Sempre onde evitare che qualcuno mi etichetti come un giornalista prono al potere, ricordo che anch'io mi sono occupato di cronaca giudiziaria, andavo a caccia atti processuali, intercettazioni, verbali di interrogatorio e non erano tempi facili, parlo di Tangentopoli, mafia, terrorismo. E più volte mi sono trovato di fronte alla scelta di pubblicare o meno una determinata notizia che avrebbe potuto mettere in imbarazzo un personaggio noto che non era inquisito ma sul cui conto venivano raccontati fatti e circostanze della sua vita privata. In quei casi mi sono sempre confrontato con il direttore e di comune accordo decidevamo di non pubblicare quegli atti consapevoli che il giorno successivo altre testate le avrebbero comunque pubblicate. Autocensura? No, piuttosto deontologia professionale.
Quell'archivio ha un senso
Per questo motivo penso sia giusto che si introduca una norma che preveda un archivio segreto dove siano inseriti tutti quegli atti ritenuti penalmente non rilevanti; se un domani dovessero emergere nuovi indizi quegli atti sono sempre a disposizione della magistratura e quindi possono rientrare nel fascicolo processuale.
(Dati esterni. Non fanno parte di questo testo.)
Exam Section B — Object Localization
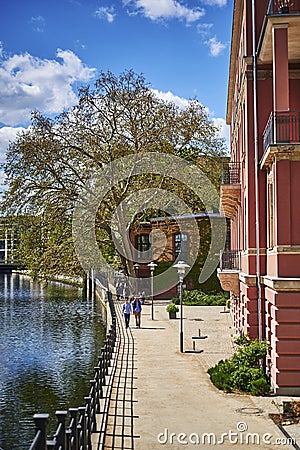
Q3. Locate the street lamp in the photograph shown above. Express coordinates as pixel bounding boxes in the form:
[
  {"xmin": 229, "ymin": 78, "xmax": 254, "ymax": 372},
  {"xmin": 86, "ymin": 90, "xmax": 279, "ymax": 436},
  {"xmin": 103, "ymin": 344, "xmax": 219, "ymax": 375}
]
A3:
[
  {"xmin": 147, "ymin": 261, "xmax": 157, "ymax": 320},
  {"xmin": 133, "ymin": 263, "xmax": 140, "ymax": 294},
  {"xmin": 173, "ymin": 261, "xmax": 190, "ymax": 353}
]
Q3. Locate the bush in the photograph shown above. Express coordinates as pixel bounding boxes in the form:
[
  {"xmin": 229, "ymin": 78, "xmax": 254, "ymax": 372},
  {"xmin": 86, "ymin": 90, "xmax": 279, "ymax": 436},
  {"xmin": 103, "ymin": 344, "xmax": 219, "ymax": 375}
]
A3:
[
  {"xmin": 172, "ymin": 290, "xmax": 228, "ymax": 306},
  {"xmin": 208, "ymin": 337, "xmax": 270, "ymax": 395},
  {"xmin": 166, "ymin": 303, "xmax": 179, "ymax": 312}
]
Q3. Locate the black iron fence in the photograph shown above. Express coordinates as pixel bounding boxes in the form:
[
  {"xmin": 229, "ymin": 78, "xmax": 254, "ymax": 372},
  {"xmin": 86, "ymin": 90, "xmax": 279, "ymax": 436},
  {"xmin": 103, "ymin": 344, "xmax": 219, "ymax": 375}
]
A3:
[
  {"xmin": 29, "ymin": 284, "xmax": 117, "ymax": 450},
  {"xmin": 220, "ymin": 250, "xmax": 241, "ymax": 270},
  {"xmin": 222, "ymin": 162, "xmax": 240, "ymax": 184},
  {"xmin": 263, "ymin": 111, "xmax": 300, "ymax": 151},
  {"xmin": 267, "ymin": 0, "xmax": 300, "ymax": 15}
]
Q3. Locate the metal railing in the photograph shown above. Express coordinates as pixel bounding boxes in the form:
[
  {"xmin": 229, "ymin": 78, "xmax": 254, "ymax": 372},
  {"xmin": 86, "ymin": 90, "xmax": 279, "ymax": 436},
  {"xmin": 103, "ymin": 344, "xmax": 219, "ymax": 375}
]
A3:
[
  {"xmin": 263, "ymin": 111, "xmax": 300, "ymax": 151},
  {"xmin": 267, "ymin": 0, "xmax": 300, "ymax": 15},
  {"xmin": 29, "ymin": 284, "xmax": 117, "ymax": 450},
  {"xmin": 222, "ymin": 162, "xmax": 240, "ymax": 184},
  {"xmin": 220, "ymin": 250, "xmax": 241, "ymax": 270}
]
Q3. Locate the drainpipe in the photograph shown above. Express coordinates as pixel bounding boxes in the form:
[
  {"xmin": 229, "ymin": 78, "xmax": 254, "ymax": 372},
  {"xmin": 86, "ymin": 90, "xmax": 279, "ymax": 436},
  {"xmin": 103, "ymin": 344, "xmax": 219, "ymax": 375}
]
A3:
[{"xmin": 252, "ymin": 0, "xmax": 262, "ymax": 341}]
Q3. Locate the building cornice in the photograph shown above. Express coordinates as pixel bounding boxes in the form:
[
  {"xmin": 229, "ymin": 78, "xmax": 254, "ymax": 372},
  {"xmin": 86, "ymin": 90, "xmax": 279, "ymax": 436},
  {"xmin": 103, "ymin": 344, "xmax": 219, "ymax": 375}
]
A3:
[
  {"xmin": 262, "ymin": 276, "xmax": 300, "ymax": 291},
  {"xmin": 226, "ymin": 0, "xmax": 243, "ymax": 125}
]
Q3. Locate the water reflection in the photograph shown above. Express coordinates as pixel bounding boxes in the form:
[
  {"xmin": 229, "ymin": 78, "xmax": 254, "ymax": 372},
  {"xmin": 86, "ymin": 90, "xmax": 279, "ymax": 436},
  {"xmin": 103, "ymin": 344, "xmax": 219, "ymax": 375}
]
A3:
[{"xmin": 0, "ymin": 274, "xmax": 104, "ymax": 450}]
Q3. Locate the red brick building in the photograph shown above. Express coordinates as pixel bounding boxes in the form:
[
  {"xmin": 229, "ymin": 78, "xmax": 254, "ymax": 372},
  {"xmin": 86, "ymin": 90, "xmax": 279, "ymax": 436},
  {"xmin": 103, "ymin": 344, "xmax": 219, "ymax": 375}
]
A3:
[{"xmin": 219, "ymin": 0, "xmax": 300, "ymax": 395}]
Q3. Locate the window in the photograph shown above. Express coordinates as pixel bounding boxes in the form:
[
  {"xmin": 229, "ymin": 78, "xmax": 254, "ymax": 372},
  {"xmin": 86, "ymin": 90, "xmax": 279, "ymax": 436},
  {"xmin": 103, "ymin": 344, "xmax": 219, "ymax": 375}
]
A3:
[
  {"xmin": 136, "ymin": 234, "xmax": 151, "ymax": 258},
  {"xmin": 174, "ymin": 233, "xmax": 188, "ymax": 259},
  {"xmin": 268, "ymin": 182, "xmax": 274, "ymax": 248}
]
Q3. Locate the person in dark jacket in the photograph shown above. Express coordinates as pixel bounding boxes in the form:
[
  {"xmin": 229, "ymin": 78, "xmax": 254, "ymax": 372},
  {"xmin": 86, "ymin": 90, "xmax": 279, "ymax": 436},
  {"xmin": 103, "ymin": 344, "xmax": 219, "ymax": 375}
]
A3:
[{"xmin": 132, "ymin": 296, "xmax": 142, "ymax": 328}]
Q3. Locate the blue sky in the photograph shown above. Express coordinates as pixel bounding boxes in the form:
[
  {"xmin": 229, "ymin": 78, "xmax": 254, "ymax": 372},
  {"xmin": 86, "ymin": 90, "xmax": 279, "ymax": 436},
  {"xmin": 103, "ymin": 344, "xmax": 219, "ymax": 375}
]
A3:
[{"xmin": 0, "ymin": 0, "xmax": 233, "ymax": 176}]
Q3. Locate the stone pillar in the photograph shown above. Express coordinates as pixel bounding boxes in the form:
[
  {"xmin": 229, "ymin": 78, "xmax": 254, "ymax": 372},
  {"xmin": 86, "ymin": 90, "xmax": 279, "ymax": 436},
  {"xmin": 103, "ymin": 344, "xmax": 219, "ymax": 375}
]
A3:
[{"xmin": 272, "ymin": 24, "xmax": 290, "ymax": 111}]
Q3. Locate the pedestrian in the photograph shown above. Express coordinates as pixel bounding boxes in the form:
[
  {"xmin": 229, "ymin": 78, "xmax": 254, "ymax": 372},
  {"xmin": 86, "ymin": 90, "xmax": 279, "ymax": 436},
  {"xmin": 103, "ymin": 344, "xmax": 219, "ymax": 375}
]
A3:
[
  {"xmin": 140, "ymin": 291, "xmax": 145, "ymax": 305},
  {"xmin": 122, "ymin": 297, "xmax": 132, "ymax": 328},
  {"xmin": 132, "ymin": 295, "xmax": 142, "ymax": 328}
]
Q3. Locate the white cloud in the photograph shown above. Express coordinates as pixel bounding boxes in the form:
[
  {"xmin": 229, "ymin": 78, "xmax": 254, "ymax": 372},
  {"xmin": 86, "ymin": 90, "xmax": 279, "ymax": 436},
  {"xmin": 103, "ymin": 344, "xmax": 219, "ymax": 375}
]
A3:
[
  {"xmin": 95, "ymin": 6, "xmax": 116, "ymax": 23},
  {"xmin": 206, "ymin": 37, "xmax": 226, "ymax": 56},
  {"xmin": 212, "ymin": 117, "xmax": 230, "ymax": 145},
  {"xmin": 197, "ymin": 23, "xmax": 214, "ymax": 37},
  {"xmin": 0, "ymin": 49, "xmax": 95, "ymax": 126},
  {"xmin": 0, "ymin": 127, "xmax": 25, "ymax": 192},
  {"xmin": 152, "ymin": 89, "xmax": 189, "ymax": 109},
  {"xmin": 123, "ymin": 0, "xmax": 204, "ymax": 24},
  {"xmin": 0, "ymin": 127, "xmax": 25, "ymax": 163},
  {"xmin": 203, "ymin": 0, "xmax": 227, "ymax": 6}
]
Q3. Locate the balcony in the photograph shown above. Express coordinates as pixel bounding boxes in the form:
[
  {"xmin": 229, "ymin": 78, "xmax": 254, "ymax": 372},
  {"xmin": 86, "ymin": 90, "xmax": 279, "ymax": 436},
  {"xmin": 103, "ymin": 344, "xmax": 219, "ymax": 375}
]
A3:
[
  {"xmin": 267, "ymin": 0, "xmax": 300, "ymax": 15},
  {"xmin": 218, "ymin": 250, "xmax": 241, "ymax": 297},
  {"xmin": 221, "ymin": 163, "xmax": 241, "ymax": 220},
  {"xmin": 261, "ymin": 111, "xmax": 300, "ymax": 165},
  {"xmin": 257, "ymin": 0, "xmax": 300, "ymax": 64}
]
E le notizie di "rilevanza pubblica e di interesse generale" - come ricorda il segretario della Fnsi - contenute negli atti di un'inchiesta e considerati dal pm non di rilevanza penale? Bene, se mi dovessi imbattere in una situazione del genere certo non chiuderei gli occhi facendo finta di non aver visto nulla. Se sono così interessanti forse andrei a cercare riscontri fuori dagli atti processuali, in modo da ottenere lo stesso risultato assumendomi però direttamente la responsabilità di quanto scritto senza nascondermi dietro (in questo caso) l'alibi di aver esercitato il diritto di cronaca pubblicando degli atti di un'indagine, perché quegli atti sono stati considerati dal pm penalmente non rilevanti e quindi dovrebbero rimanere fuori dal processo proprio per evitare danni collaterali a persone che fino a prova contraria sono estranee a qualsiasi ipotesi di reato.